Each of the fridges are “independently operated and community based,” and works to serve the “micro community” within which it is located. Katy explained that the process of opening the 14 Van Buren fridge involved discussions with community leaders and moments where people remembered that “My dad has a fridge he needs to get rid of.” When they ultimately made the “charge forward,” they attempted to get the community involved as much as possible. The 14 Van Buren fridge is hosted by Greg McCollough, the director of the non-profit “Beyond the 4 Walls” but is stocked and used by the community. Prior to its opening, Katy and other organizers created a GoFundMe which raised $4000 in a week, and posted across social media platforms to inform community members of the fridge opening. The goal was to have a fridge that fit into the concept of mutual aid by allowing community members to stock the fridge and allowing community members to take from the fridge. 

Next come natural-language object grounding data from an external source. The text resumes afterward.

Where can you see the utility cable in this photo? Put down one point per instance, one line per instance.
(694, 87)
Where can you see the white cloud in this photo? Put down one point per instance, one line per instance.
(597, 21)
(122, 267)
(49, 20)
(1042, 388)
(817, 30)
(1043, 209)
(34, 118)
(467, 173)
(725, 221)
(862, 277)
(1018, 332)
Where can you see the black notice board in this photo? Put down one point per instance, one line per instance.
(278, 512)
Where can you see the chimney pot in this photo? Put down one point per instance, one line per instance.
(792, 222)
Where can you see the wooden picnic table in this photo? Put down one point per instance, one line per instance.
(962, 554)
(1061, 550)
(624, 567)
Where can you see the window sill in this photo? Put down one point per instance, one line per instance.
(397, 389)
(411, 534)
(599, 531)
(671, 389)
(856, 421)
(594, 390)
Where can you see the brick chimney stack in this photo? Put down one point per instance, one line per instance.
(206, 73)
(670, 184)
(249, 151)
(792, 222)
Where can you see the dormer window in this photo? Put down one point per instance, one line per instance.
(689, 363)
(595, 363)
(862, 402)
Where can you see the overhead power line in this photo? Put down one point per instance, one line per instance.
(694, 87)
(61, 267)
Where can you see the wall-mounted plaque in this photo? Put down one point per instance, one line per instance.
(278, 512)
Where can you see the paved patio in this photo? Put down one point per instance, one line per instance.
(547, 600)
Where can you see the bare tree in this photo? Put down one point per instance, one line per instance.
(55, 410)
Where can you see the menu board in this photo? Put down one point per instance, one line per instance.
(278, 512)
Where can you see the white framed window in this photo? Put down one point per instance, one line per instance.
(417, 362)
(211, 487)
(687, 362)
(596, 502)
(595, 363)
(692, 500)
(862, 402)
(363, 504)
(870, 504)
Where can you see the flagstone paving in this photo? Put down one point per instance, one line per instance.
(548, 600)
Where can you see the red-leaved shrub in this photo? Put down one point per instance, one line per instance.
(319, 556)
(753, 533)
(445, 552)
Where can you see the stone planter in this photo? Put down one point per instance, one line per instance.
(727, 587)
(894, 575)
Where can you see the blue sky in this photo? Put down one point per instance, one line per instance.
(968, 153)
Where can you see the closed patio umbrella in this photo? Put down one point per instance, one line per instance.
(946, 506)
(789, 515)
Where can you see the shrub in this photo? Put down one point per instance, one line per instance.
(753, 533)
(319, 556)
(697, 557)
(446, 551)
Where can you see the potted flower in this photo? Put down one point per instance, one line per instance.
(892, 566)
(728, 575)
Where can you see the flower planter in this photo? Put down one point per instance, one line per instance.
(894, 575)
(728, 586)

“People can be both givers and receivers, which I think is really different from looking at the service industry of food relief. Because often in pantries and soup kitchens and that kind of thing, there’s some people who are always the receivers and some people who are always the givers, kind of like the haves and the have nots, and this model is obviously a much smaller scale but is kind of  turning that on its head, which I like about it.”

The difference between the fridges and a food pantry or a soup kitchen, is that with a community fridge, you aren’t required to prove need. Katy and others believe that this “offers people more dignity around getting free food,” and also allows people who may not be able to “prove” need the opportunity to get free food as well. It also gives people a concrete way to contribute to their community. “Even if you just have some things in your pantry that you wanna offer or things from your garden or that kind of thing, it gives a concrete way to really offer up something that’s like a direct service to your neighbors,” Katy explains. By allowing anyone to take from the fridge and anyone to contribute to the fridge, the community fridge acts as an “equalizer” and a “connector” across the community.

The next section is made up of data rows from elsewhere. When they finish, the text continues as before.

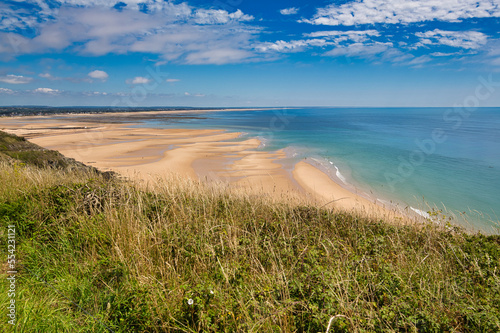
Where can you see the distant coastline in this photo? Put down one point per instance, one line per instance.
(146, 153)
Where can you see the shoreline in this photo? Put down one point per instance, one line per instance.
(144, 154)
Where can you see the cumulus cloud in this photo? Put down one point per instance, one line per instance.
(175, 32)
(360, 49)
(46, 91)
(139, 80)
(99, 75)
(219, 16)
(15, 79)
(460, 39)
(289, 11)
(403, 11)
(329, 38)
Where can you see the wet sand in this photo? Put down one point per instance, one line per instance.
(144, 154)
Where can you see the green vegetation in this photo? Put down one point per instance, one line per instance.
(179, 256)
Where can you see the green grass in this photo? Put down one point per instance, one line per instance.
(132, 257)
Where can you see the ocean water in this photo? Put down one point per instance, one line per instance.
(424, 158)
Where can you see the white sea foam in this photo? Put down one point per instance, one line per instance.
(339, 175)
(421, 212)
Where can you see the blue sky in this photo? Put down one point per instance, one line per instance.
(248, 53)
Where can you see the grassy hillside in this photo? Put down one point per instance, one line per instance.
(100, 255)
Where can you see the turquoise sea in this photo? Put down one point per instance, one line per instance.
(447, 158)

And the refrigerators have been doing that very thing. Katy told me that there is constant and rapid turnover in the fridges, indicating that people are not only taking food from the fridge, but are putting food back into it. It indicates that neighbors are supporting neighbors in the very way that mutual aid is supposed to work. It indicates that instead of only supporting those we are close with, the community fridges are giving people the tools to support everyone in their community. 

The two fridges at 14 Van Buren and 122 Clinton Ave are the first step in what will hopefully be a longer process in Kingston and across the country of providing and creating mutual aid. Katy hopes that future fridges will open to serve the many communities in Kingston, and that those fridges can be open 24/7 to provide food at all hours. 

In the same way that food brought me closer to my neighborhood and my community, community fridges use food to bring together other communities. The hope is that this pandemic will be nearing its end by the middle of next year, but many organizers of mutual aid movements hope that the act of mutual aid will continue. The goal of mutual aid is not to exist only in a time of crisis, but to exist at all times, so that they can be stable and strong when the next crisis arises.
You can contribute to either of the fridges by bringing unopened and unexpired food or fresh vegetables to either location. If you’re a Bard student and want to get involved even more locally, you can check out Red Hook Responds, who are working to get food to those in need in the Red Hook community.